In maths: $$ p_{ss_x} = {p_x \over -p_z} {l \over w} + {1 \over 2} \\ p_{ss_y} = {p_y \over -p_z} {l \over h} + {1 \over 2} $$ Where \(p_{ss}\) is a point in screen space and \(p\) is a point in camera space.

So how can we get the screen-space direction from this?

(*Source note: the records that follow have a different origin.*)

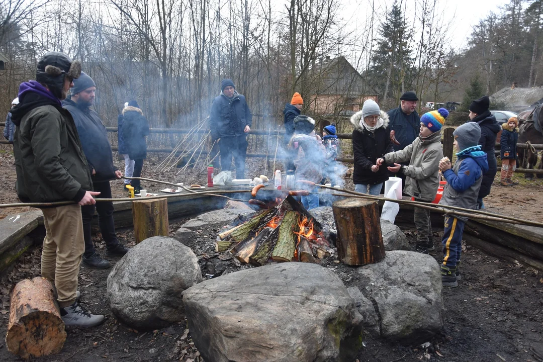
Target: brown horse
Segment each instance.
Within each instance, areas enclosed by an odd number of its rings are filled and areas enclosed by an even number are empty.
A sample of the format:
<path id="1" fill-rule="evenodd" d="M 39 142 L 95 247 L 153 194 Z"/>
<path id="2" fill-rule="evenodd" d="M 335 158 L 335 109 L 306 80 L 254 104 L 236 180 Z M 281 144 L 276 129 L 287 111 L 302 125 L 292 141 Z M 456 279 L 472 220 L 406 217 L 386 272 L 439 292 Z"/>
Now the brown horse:
<path id="1" fill-rule="evenodd" d="M 538 106 L 540 107 L 540 106 Z M 519 143 L 527 143 L 529 142 L 534 144 L 543 144 L 543 134 L 538 131 L 534 125 L 534 122 L 539 121 L 540 124 L 543 120 L 543 110 L 539 112 L 538 118 L 540 119 L 535 120 L 533 119 L 533 113 L 531 110 L 523 111 L 517 116 L 520 123 L 519 131 Z M 533 150 L 528 148 L 528 149 L 517 148 L 517 151 L 519 153 L 519 160 L 520 162 L 519 168 L 535 169 L 538 163 L 538 151 L 537 150 Z M 543 161 L 539 165 L 539 169 L 543 169 Z M 538 178 L 543 178 L 543 175 L 538 174 Z M 525 177 L 532 180 L 533 174 L 525 174 Z"/>

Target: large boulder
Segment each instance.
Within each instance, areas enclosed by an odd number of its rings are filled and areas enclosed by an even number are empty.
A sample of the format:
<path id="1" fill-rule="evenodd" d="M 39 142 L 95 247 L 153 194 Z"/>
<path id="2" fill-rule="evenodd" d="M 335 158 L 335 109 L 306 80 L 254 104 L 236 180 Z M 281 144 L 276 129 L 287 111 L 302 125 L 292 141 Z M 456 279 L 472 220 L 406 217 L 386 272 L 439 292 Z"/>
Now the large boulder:
<path id="1" fill-rule="evenodd" d="M 361 266 L 356 272 L 357 286 L 377 312 L 381 336 L 422 343 L 443 328 L 441 273 L 431 256 L 388 251 L 380 262 Z M 368 310 L 367 302 L 361 304 Z"/>
<path id="2" fill-rule="evenodd" d="M 194 345 L 206 361 L 354 360 L 362 317 L 341 280 L 312 264 L 231 273 L 183 292 Z"/>
<path id="3" fill-rule="evenodd" d="M 383 244 L 387 251 L 411 250 L 406 234 L 388 220 L 381 219 L 381 233 L 383 235 Z"/>
<path id="4" fill-rule="evenodd" d="M 202 280 L 198 259 L 172 238 L 146 239 L 121 259 L 108 277 L 106 297 L 117 318 L 137 329 L 163 328 L 183 320 L 181 292 Z"/>
<path id="5" fill-rule="evenodd" d="M 204 227 L 213 229 L 230 225 L 239 215 L 251 215 L 255 211 L 248 209 L 222 208 L 206 212 L 191 219 L 181 225 L 190 230 L 197 230 Z"/>

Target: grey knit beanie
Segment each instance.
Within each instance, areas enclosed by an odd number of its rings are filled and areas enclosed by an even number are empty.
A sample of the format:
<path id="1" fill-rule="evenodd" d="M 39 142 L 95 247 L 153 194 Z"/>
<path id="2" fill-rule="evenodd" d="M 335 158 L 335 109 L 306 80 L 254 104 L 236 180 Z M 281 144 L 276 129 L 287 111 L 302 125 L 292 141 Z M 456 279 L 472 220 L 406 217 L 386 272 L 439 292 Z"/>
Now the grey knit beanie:
<path id="1" fill-rule="evenodd" d="M 381 116 L 379 105 L 373 99 L 368 99 L 362 106 L 362 117 L 365 118 L 368 116 Z"/>
<path id="2" fill-rule="evenodd" d="M 481 138 L 481 127 L 476 122 L 468 122 L 460 126 L 452 132 L 454 139 L 462 151 L 479 144 Z"/>

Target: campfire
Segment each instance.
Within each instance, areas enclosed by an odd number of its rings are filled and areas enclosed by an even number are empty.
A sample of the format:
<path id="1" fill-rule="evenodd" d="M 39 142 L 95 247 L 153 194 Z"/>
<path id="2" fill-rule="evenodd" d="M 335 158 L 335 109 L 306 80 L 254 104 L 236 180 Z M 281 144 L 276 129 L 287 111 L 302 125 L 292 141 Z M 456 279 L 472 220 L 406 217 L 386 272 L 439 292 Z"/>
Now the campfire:
<path id="1" fill-rule="evenodd" d="M 229 251 L 241 263 L 256 266 L 272 261 L 318 263 L 330 256 L 320 224 L 290 195 L 219 233 L 216 250 Z"/>

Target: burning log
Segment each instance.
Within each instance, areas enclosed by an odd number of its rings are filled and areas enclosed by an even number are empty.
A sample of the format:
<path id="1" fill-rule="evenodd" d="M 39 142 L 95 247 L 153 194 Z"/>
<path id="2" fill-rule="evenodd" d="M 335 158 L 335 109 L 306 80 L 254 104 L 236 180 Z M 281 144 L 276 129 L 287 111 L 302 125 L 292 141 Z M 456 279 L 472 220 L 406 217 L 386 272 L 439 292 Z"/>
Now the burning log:
<path id="1" fill-rule="evenodd" d="M 298 225 L 298 215 L 292 211 L 287 211 L 279 226 L 277 244 L 272 253 L 272 258 L 276 262 L 292 262 L 296 249 L 294 227 Z"/>
<path id="2" fill-rule="evenodd" d="M 167 199 L 138 200 L 132 202 L 134 238 L 139 244 L 153 236 L 169 234 Z"/>
<path id="3" fill-rule="evenodd" d="M 377 202 L 350 198 L 332 205 L 340 261 L 349 265 L 377 263 L 384 257 Z"/>
<path id="4" fill-rule="evenodd" d="M 36 277 L 17 283 L 11 293 L 8 350 L 26 359 L 39 357 L 60 352 L 66 339 L 50 282 Z"/>
<path id="5" fill-rule="evenodd" d="M 259 234 L 260 235 L 260 234 Z M 272 256 L 279 235 L 279 228 L 276 227 L 270 233 L 269 236 L 258 247 L 255 253 L 249 257 L 249 262 L 254 265 L 260 266 L 266 264 Z"/>

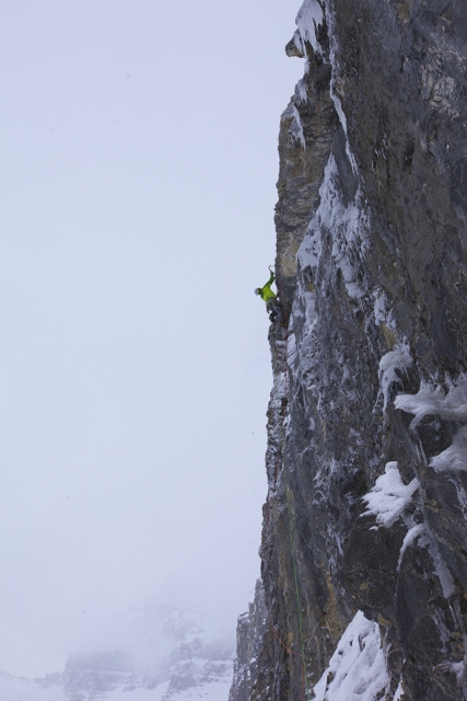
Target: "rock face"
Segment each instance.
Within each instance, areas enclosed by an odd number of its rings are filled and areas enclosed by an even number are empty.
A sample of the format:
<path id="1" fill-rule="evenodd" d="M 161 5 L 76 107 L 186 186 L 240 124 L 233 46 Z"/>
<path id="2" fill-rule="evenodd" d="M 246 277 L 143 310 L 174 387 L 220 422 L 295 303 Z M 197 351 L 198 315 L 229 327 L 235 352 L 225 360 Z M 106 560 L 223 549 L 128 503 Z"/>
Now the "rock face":
<path id="1" fill-rule="evenodd" d="M 305 0 L 296 24 L 266 614 L 231 701 L 467 699 L 467 4 Z"/>

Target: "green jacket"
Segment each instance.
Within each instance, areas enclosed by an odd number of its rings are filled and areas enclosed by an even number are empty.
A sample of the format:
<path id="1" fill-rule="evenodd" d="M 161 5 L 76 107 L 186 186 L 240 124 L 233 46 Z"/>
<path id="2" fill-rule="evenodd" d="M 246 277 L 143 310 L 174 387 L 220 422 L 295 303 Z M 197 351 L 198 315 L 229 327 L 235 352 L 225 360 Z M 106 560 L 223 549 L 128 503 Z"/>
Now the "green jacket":
<path id="1" fill-rule="evenodd" d="M 276 299 L 277 295 L 271 290 L 271 285 L 275 281 L 275 274 L 271 273 L 270 278 L 264 287 L 259 288 L 259 297 L 268 302 L 270 299 Z"/>

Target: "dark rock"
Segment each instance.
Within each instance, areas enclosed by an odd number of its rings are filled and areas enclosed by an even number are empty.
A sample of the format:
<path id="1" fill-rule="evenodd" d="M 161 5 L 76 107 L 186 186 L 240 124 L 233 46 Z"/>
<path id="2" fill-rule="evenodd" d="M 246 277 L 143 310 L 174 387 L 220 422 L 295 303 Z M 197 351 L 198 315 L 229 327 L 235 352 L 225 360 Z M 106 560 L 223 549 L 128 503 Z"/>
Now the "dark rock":
<path id="1" fill-rule="evenodd" d="M 261 593 L 230 701 L 467 699 L 466 36 L 464 0 L 305 0 L 288 44 L 269 622 Z M 358 625 L 378 688 L 340 676 Z"/>

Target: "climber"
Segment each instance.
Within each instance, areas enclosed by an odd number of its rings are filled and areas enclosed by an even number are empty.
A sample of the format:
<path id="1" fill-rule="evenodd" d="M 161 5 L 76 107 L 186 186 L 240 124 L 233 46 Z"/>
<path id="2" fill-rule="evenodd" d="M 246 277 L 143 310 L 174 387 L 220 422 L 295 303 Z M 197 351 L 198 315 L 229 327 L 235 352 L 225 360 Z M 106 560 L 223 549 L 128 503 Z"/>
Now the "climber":
<path id="1" fill-rule="evenodd" d="M 255 289 L 255 295 L 259 295 L 259 297 L 266 302 L 266 310 L 269 314 L 269 320 L 275 321 L 276 317 L 279 313 L 278 309 L 278 296 L 276 292 L 271 290 L 271 285 L 275 281 L 275 274 L 271 271 L 271 266 L 269 265 L 269 272 L 271 274 L 270 278 L 262 287 L 257 287 Z"/>

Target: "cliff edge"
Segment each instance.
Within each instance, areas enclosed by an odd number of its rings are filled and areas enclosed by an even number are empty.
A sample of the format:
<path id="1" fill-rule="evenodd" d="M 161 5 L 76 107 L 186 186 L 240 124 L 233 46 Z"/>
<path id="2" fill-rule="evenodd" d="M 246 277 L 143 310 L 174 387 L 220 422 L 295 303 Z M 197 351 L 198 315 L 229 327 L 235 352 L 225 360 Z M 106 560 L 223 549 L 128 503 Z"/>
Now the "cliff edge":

Consider a ray in camera space, parameterised by t, such that a point along the ray at distance t is given by $$ r(t) = p + t d $$ Then the direction in screen space is given by $$ {d \over dt} p_{ss} = ({d \over dt} p_{ss_x}, {d \over dt} p_{ss_y}) $$ Taking x coord first: $$ {d \over dt} p_{ss_x} = {d \over dt} [ {p_x \over -p_z} {l \over w} + {1 \over 2} ] $$ and substituting in our expression for the point on the ray \(p = r(t)\): $$ {d \over dt} p_{ss_x} = {d \over dt} [ {r(t)_x \over -r(t)_z} {l \over w} + {1 \over 2} ]\\ = -{l \over w} {d \over dt} [ {r(t)_x \over r(t)_z}] \\ $$ Now we can use the quotient rule: $$ {d \over dt} p_{ss_x} = -{l \over w} [ {{d \over dt} r(t)_x r(t)_z - r(t)_x {d \over dt} r(t)_z \over r(t)_z^2 } ] $$ And substituting in our expressions for \(r(t)\): $$ {d \over dt} p_{ss_x} = -{l \over w} [ {{d \over dt} (p_x + t d_x) (p_z + t d_z) - (p_x + t d_x) {d \over dt} (p_z + t d_z) \over (p_z + t d_z)^2 } ] \\ = -{l \over w} [ {d_x (p_z + t d_z) - (p_x + t d_x) d_z \over (p_z + t d_z)^2 } ] \\ = -{l \over w} [ {d_x p_z + t d_x d_z - p_x d_z - t d_x d_z \over (p_z + t d_z)^2 } ]\\ = -{l \over w} [ {d_x p_z - p_x d_z \over (p_z + t d_z)^2 } ] $$ Evaluated at \(t=0\) gives $$ {d \over dt} p_{ss_x} |_{t=0} = -{l \over w} [ {d_x p_z - p_x d_z \over p_z^2 } ] $$ Likewise for the y coord: $$ {d \over dt} p_{ss_y} |_{t=0} = -{l \over h} [ {d_y p_z - p_y d_z \over p_z^2 } ] $$ If we are just interested in the unnormalised direction vector, we can drop the common \( {1\over p_z^2} \) factor, giving the vector result: $$ d_{ss} = (-{l \over w} (d_x p_z - p_x d_z), -{l \over h} (d_y p_z - p_y d_z)) \\ = ({l \over w} (p_x d_z - d_x p_z), {l \over h} (p_y d_z - d_y p_z)) \\ $$ Or in code:

// Returns an unnormalised vector
vec2 fastCamSpaceDirToScreenSpaceDir(vec4 p, vec4 d)
{
    return vec2(
	(p.x * d.z - p.z * d.x) * l_over_w,
	(p.y * d.z - p.z * d.y) * l_over_h
    );
}
This obviously requires far fewer float operations - 6 multiplies and 2 subtractions.